Combined with the players under longer-term contracts, Yamil Asad, Erik Sorga and Ola Kamara are/probably will be set for a bit too. Asad and Sorga have deals that expire after next season with club-held options for 2022, while Kamara’s deal expires after 2022. If Asad and Kamara have enough time in America to gain (in Kamara’s case, regain) green cards to come off their respective international spots, United would gain some roster flexibility. But barring surprise, they seem pretty set. Consider:

  • D.C. has scored 25 goals in 2020, and 22 belong to players under contract for next year and beyond.
  • If they conservatively pick up the options for Mora, Fisher, Moreno and Segura (as I think they would), that’s 15 senior roster players (and 22 total) for 2021. As a rule of thumb, MLS teams need 18 senior players to comprise a team’s budget, and anything less gets charged a cap hit for each open space, something around $90,000 per spot.

Given the uncertainly about next season at this point, who knows how much movement from international clubs will happen? Would you if you were coming from Europe and maybe still had a year or even two on your contract?

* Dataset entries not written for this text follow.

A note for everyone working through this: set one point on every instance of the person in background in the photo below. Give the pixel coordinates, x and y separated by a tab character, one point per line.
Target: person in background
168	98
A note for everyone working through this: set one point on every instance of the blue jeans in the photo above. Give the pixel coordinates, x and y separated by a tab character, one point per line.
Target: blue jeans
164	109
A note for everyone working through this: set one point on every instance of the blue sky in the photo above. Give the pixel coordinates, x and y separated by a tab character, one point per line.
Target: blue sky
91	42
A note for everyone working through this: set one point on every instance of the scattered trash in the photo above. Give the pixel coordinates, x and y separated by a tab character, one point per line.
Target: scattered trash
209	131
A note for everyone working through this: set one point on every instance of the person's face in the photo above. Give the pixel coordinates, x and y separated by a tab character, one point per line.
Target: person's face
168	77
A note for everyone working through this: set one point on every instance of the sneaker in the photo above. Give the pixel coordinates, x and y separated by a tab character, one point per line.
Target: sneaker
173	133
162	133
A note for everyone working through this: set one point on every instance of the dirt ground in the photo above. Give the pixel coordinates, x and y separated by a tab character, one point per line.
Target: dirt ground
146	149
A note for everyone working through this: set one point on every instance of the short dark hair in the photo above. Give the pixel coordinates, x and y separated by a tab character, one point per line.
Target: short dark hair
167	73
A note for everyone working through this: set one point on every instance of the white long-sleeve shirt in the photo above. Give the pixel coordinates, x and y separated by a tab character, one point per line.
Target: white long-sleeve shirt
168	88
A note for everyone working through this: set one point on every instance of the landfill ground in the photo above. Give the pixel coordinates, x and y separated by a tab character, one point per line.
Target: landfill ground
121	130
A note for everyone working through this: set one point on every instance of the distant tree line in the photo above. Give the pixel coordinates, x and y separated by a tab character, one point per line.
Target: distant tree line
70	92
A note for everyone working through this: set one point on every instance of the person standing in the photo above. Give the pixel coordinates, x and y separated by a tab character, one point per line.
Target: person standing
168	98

So let’s say you’re right. Where do they go, and what will they do?

Well, players can ask to go, and in the past, Dave Kasper has made accommodations for players who want to leave their contract early (Wayne Rooney being a recent notable example), and the club has been amenable to transfers away too. But based on what (we think) we know, most of D.C. United’s 2020 roster is going to return to Florida for the 2021 preseason.

What it translates to is a couple of things; first, expect D.C. to nibble around the edges as far as the roster goes. Between playing time at Loudoun United and training time at D.C., Jeremy Garay and Jacob Greene are potential homegrown candidates for additional depth at central midfield and outside back, respectively. Kairou Amoustapha worked out with the club after his successful first year at Loudoun, given his workrate and youth he could see an off-budget spot for a forward/winger option.

Perhaps picking up Abu on a permanent move and letting him and Nyeman battle for the third spot in central midfield is a possibility. Donovan Pines’ progression aside, a fourth/veteran center back pickup is still something to look at, as is a healthy and consistent right back. D.C. should have the 3rd spot in the allocation order next year (here’s the list of players) and an open Designated Player spot, but past getting an above-the-marquee name, I don’t know where they go to splash the pot. If they do it, would it maybe be at outside back?

At this point, we’re all back to where the default position on D.C. United should be at the moment, which is they have to nail the coaching hire for two big reasons: on-field cohesion is an easy one, and a choice that has a vision in place and is both prepared to implement it and allowed the resources to do so would do a world of good for the club.

The big ancillary arc to watch would be the organization’s willingness to let players go (likely at a financial loss for an already miserly franchise) ahead of good salaried contracts. It would be a barometer of how much they are willing to pull all the roots out and start anew.

And if that happens, that puts all D.C. fans in new territory.